A pedestrian makes her way through a cloud of snow being created by a snowblower on the Rideau Canal Skate Way in Ottawa on Monday, Jan.5, 2015. For those suffering the post-holiday letdown - from being back to work, coping with frigid weather and facing looming credit-card bills at month's end - experts offer some tips for defeating the January blues. THE CANADIAN PRESS/Sean Kilpatrick
January 06, 2015 - 1:55 PM

TORONTO - It's that time of year when many Canadians may be experiencing the post-holiday blahs: back at work after being off, disgruntled about the frigid weather and fretting over looming credit-card bills following excessive shopping during the season. And don't forget the lingering physical hangover from gorging on an abundance of rich food and perhaps too much liquid cheer.

To defeat those January blues, experts offer these five tips.

—Put it in perspective:

Dr. Peter Bieling, director of the Mood Disorders Program at St. Joseph's Health Care in Hamilton, Ont., says a small proportion of people develop a major depression during the low-sun months of late fall and winter, typically known as seasonal affective disorder, or SAD. An estimated three per cent of Canadians develop SAD, which often can be prevented or treated with 30 minutes daily exposure to bright light using a specially designed fluorescent light box. Antidepressant drugs and talk therapy also can help.

But Bieling says the vast majority of Canadians don't fall into this category.

"It's intuitive — it's cold, it's dark, your credit-card bill has arrived," and for most people it's the first week back on the job after the end-of-year break to celebrate the season, he says.

While acknowledging that being somewhat down in the dumps is a "very real feeling that people have," the psychologist says the idea that most Canadians are going to be depressed this time of year doesn't hold up under scientific scrutiny.

"It has an intuitive appeal to us, but it's not a real thing ... People get depressed because something has happened to them in a very personal way, and that can happen at any time of the year.

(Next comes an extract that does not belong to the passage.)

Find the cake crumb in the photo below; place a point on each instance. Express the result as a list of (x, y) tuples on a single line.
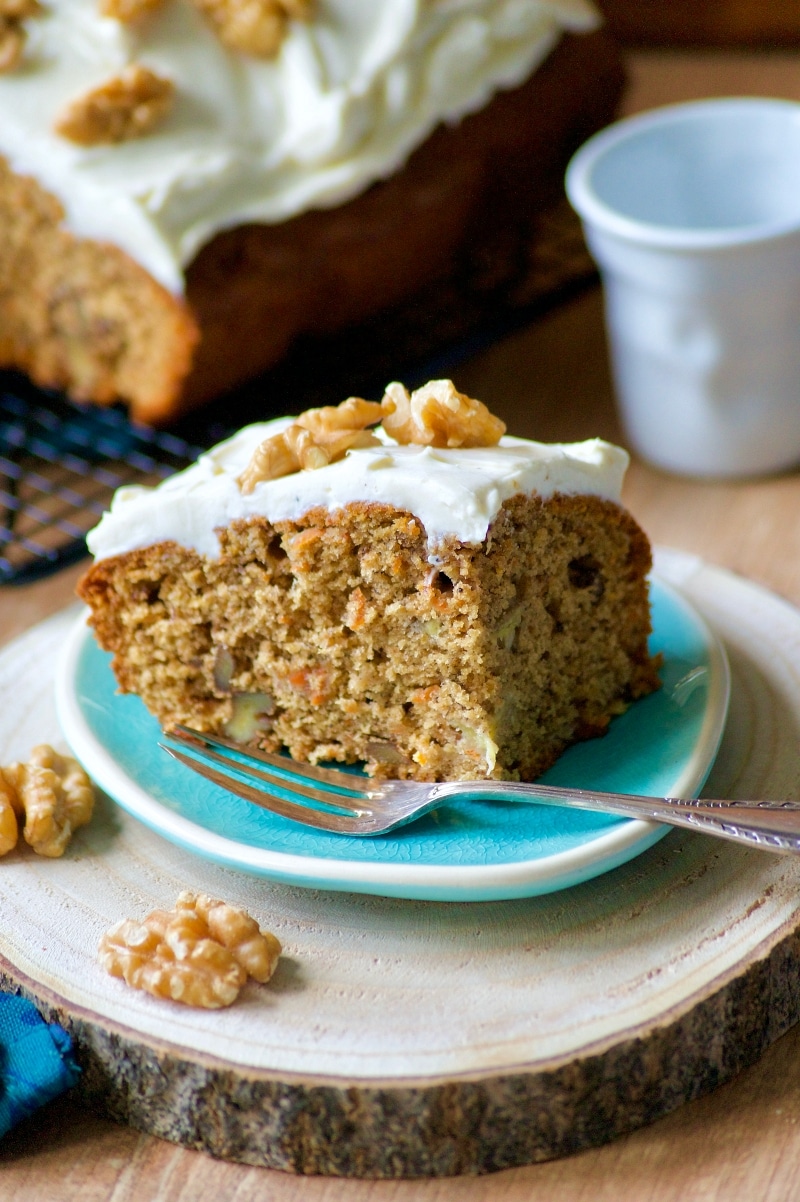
[(49, 796), (201, 953), (127, 106)]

That can happen on Christmas Day; it can also happen on June 15."

Calling them not surprising, Bieling offers a few common-sense strategies for warding off the new-year blues.


"You have to get a decent night's sleep at this time of year. People burn the candle at both ends too much. They need to protect their sleep," he says.

—Get moving:

"People need exercise. Especially when it's cold out, people are less likely to walk. And for the mood protective effects of exercise ... you only need three to four times a week, for 30 minutes each time. That's not going to turn you into Arnold Schwarzenegger, but that's going to help your mood."


"When I talk to my patients (about food), I always say the less processed it is, the better it is for you. Canada's Food Guide may not be perfect, but it would be a pretty decent place to start. So no junk."

Financial writer-TV personality Gail Vaz-Oxlade says many Canadians end up with a "holiday hangover" come January because they've overspent, often to satisfy what they see as others' expectations.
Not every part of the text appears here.